I had previously used the NetworkManager utility nm-online in my startup script as described in Waiting for networks, but now that I have moved to systemd-networkd that isn’t available anymore.
There is a fair amount of stuff on the net about the systemd service called systemd-networkd-wait-online.service. And indeed, that is a useful service, if one wants other services to wait for the network to be online. But somehow most of it seems to miss the point somehow, or at least one big point. I found various statements on the net that systemd doesn’t have the equivalent of nm-online. The only way in which that is true is if one means by it that systemd doesn’t have something as primitive. In truth what systemd has is much better, and much more powerful.
The key here is that the service, about which much is written, depends entirely on launching an executable called /lib/systemd/systemd-networkd-wait-online, about which almost nothing seems to be written.
That executable has much greater capability that nm-online, and the executable is available by itself. One can, within a script for example, launch the executable as:
/lib/systemd/systemd-networkd-wait-online -i wlan0:routable
For my purposes, within my startup script, being able to simply invoke this executable and wait until a particular adapter is up to the operational state of being able to route packets – that is exactly what I want.
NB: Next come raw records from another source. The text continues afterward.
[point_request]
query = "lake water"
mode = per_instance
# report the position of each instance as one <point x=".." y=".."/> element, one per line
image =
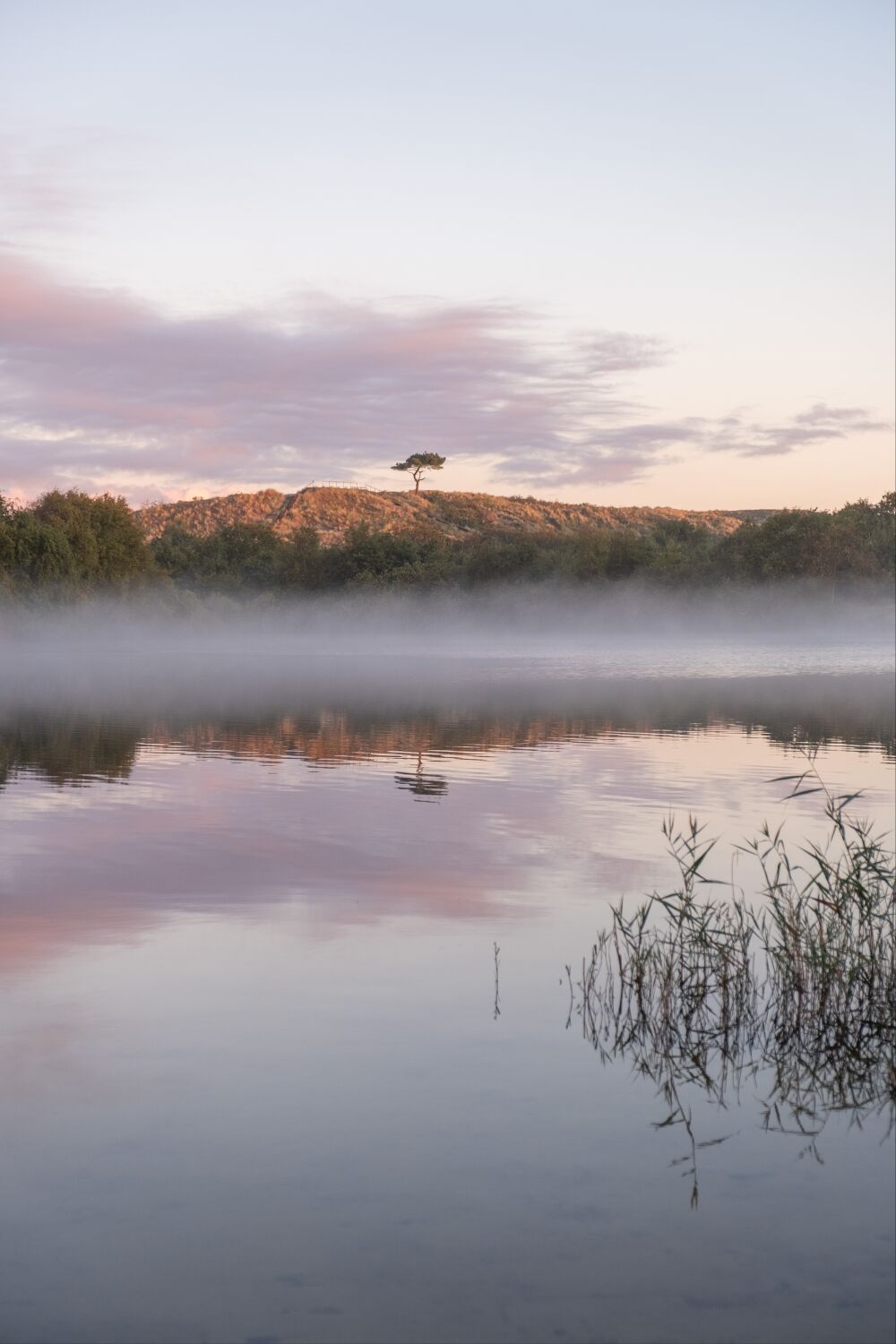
<point x="265" y="1075"/>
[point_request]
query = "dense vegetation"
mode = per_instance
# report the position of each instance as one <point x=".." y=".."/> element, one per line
<point x="794" y="994"/>
<point x="82" y="543"/>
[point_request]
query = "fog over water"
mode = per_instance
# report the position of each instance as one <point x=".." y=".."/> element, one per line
<point x="287" y="902"/>
<point x="177" y="644"/>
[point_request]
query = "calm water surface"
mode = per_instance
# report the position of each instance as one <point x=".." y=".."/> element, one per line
<point x="260" y="1081"/>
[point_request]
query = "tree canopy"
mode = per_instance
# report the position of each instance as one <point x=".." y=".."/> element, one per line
<point x="419" y="462"/>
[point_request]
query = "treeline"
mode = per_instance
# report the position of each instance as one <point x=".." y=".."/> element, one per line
<point x="75" y="542"/>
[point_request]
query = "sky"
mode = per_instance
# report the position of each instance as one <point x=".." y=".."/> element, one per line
<point x="632" y="254"/>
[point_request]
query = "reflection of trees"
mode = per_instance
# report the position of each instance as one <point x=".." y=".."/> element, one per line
<point x="422" y="785"/>
<point x="66" y="750"/>
<point x="796" y="995"/>
<point x="78" y="746"/>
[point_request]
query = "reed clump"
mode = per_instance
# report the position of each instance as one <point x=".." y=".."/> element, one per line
<point x="793" y="988"/>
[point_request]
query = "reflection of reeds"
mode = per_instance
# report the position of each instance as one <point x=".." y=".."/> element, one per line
<point x="798" y="986"/>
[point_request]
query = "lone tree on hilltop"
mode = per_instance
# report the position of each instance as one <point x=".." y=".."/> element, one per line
<point x="419" y="462"/>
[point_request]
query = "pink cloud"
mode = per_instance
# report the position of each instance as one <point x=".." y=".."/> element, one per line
<point x="102" y="389"/>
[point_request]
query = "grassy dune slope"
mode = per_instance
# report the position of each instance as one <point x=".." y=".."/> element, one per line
<point x="332" y="510"/>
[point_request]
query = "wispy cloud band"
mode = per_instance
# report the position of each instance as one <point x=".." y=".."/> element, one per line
<point x="101" y="389"/>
A broader point which I think isn’t made sufficiently clear in what I have read is this. This is another case where the systemd complex does something right which is often done wrong. Rather than having systemd define what it means for the network to be “online”, they turn that definition over to the system administrator. By invoking this function with different parameters you get to ask it to wait for whatever you think “online” means.
I think this is a very well done piece of engineering.